Jacopo Amigoni: Portrait of the Soprano Carlo Broschi, known as Il Farinelli (1752)

Jacopo Amigoni: Portrait of the Soprano Carlo Broschi,
known as Il Farinelli (1752)

When Farinelli was made a Knight of the Order of Calatrava in 1750, it was time for yet another portrait by Amigoni.

Another painting of Farinelli wearing the Order of Calatrava also includes a piece of music, the first few measures of an aria from opera Zenobia by Gaetano Latilia, which had its premiere in Turin, Italy in 1742.

Handel: Serse (Xerxes), HWV 40, Act I: Io le diro che l’amor (Aris Christofellis, male soprano; Ensemble Seicentonovecento; Flavio Colusso, cond.)

 Amigoni: The singer Farinelli and friends (c. 1750-1752)

Amigoni: The singer Farinelli and friends (c. 1750-1752)

A group portrait from this same time period (1750-1752) by Amigoni shows Farinelli at the centre of an intimate circle of friends, including Teresa Castellini, the prima donna of the Madrid opera; the Abate Metastasio, Farinelli’s lifelong friend and the librettist for many of his most famous performances; and Amigoni himslef, who stands behind Farinelli.

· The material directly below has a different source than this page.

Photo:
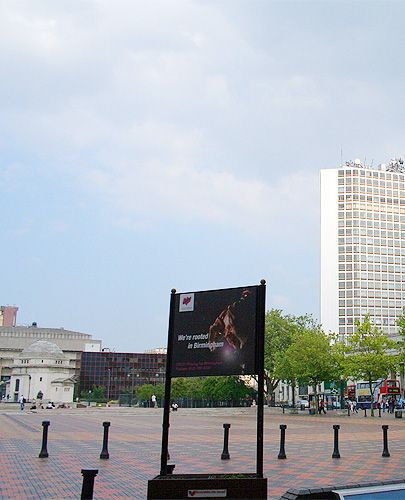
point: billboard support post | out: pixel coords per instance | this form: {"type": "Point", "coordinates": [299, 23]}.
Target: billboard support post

It is said that the portrait was made because of Farinelli’s love for Cartellini, who was about to leave Madrid for Italy. It’s a portrait of friendship and of future loneliness.

Farinelli returned to Italy and, in Bologna, was a center of music life. The English music historian Charles Burney visited him, as did Mozart and the famous lover Casanova. He was buried in the mantle of the Order of Caltrava in Bologna in 1782. During his life, Farinelli was the greatest of the castrato singers, and was a legend both in his own life-time, continuing up to the 1994 movie about his life, Farinelli.